First: plays are written to be performed. This may seem a tautology, but consider: description of the character's eye colour, hair colour, history and rationale cannot be performed. An actor can perform only a physical action. Any stage description more abstract than she takes out a revolver cannot be performed. Try it.
Second: in a good play, the character's intentions are conveyed to the actor, through him to his antagonist, and through them, to the audience, through the words he speaks. Any dialogue that is not calculated to advance the intentions of the character (in the case of Othello, for instance, to find out if his wife is cheating on him) is pointless. If the dialogue does not advance the objective of the character, then why would he say it?
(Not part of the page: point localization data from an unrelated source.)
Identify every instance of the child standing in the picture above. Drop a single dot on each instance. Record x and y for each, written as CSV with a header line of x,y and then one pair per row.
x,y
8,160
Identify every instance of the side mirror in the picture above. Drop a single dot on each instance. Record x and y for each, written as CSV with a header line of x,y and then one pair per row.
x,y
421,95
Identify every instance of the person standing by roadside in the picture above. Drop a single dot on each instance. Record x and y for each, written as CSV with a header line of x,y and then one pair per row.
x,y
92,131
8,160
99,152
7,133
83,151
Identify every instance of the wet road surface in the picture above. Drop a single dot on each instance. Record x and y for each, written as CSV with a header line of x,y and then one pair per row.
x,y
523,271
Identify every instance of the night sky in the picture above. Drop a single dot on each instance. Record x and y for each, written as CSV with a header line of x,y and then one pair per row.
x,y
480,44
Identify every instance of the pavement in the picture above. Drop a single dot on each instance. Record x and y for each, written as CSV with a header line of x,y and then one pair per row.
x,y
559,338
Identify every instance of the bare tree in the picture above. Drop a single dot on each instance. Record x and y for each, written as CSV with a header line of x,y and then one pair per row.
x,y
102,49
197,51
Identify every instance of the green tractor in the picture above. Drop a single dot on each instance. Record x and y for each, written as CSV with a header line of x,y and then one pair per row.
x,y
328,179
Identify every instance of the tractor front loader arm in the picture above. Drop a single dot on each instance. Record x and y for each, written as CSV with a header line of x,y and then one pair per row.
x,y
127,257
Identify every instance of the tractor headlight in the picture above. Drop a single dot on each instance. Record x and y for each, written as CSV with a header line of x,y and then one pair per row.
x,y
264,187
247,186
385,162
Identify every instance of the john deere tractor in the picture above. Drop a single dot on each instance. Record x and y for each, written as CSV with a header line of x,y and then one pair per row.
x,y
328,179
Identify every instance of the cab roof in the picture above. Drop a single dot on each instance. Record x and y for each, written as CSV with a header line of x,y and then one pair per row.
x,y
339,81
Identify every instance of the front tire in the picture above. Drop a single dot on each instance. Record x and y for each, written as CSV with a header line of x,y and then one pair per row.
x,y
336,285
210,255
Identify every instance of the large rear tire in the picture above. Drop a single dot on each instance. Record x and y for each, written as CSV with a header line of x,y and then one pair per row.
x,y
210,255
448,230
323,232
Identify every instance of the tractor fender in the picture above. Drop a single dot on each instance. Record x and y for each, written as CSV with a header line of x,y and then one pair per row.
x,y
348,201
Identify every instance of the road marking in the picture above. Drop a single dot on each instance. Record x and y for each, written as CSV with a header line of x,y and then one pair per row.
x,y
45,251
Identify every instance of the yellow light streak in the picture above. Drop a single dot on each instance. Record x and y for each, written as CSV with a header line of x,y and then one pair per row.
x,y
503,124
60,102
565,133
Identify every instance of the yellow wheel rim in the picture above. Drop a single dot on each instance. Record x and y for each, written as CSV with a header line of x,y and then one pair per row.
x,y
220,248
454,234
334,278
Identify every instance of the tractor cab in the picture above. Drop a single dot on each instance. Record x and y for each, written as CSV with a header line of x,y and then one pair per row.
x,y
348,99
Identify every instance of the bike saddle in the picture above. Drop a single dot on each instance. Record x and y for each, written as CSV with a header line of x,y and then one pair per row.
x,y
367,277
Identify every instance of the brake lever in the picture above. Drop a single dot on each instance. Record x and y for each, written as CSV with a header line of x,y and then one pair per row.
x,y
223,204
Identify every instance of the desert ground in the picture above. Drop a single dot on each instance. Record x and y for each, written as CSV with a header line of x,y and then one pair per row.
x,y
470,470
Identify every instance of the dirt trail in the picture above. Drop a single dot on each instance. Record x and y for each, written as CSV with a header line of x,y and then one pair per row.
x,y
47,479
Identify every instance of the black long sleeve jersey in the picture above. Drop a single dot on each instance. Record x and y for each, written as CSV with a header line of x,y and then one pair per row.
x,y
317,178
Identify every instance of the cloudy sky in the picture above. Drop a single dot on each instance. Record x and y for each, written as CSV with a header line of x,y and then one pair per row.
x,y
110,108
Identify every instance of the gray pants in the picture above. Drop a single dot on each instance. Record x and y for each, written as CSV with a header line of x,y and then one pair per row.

The character in the play wants something from someone else on stage; in this, he is like the appliance salesman. The prospect comes into the appliance store, and the salesman has a severely limited amount of time in which to convince him to make a purchase. Any dialogue on the salesman's part that does not tend clearly toward closing the sale is worse than wasted: it is destructive. The prospect, just like the audience, once allowed to revert to his previous state of inattention, is lost for ever.
What of dramatic poetry? Well and good. It is my contention that drama is essentially a poetic form - that the dramatic line should be written to convince primarily through its rhyme and rhythm and only secondarily, if at all, through an appeal to reason. Note that the truly determined individual - swain, salesman, discovered adulterer etc - confects spontaneous poetry. All sounds he utters are directed towards winning his point; and his speech, should reason desert him, will devolve to a pre-literate poetry of pure intention.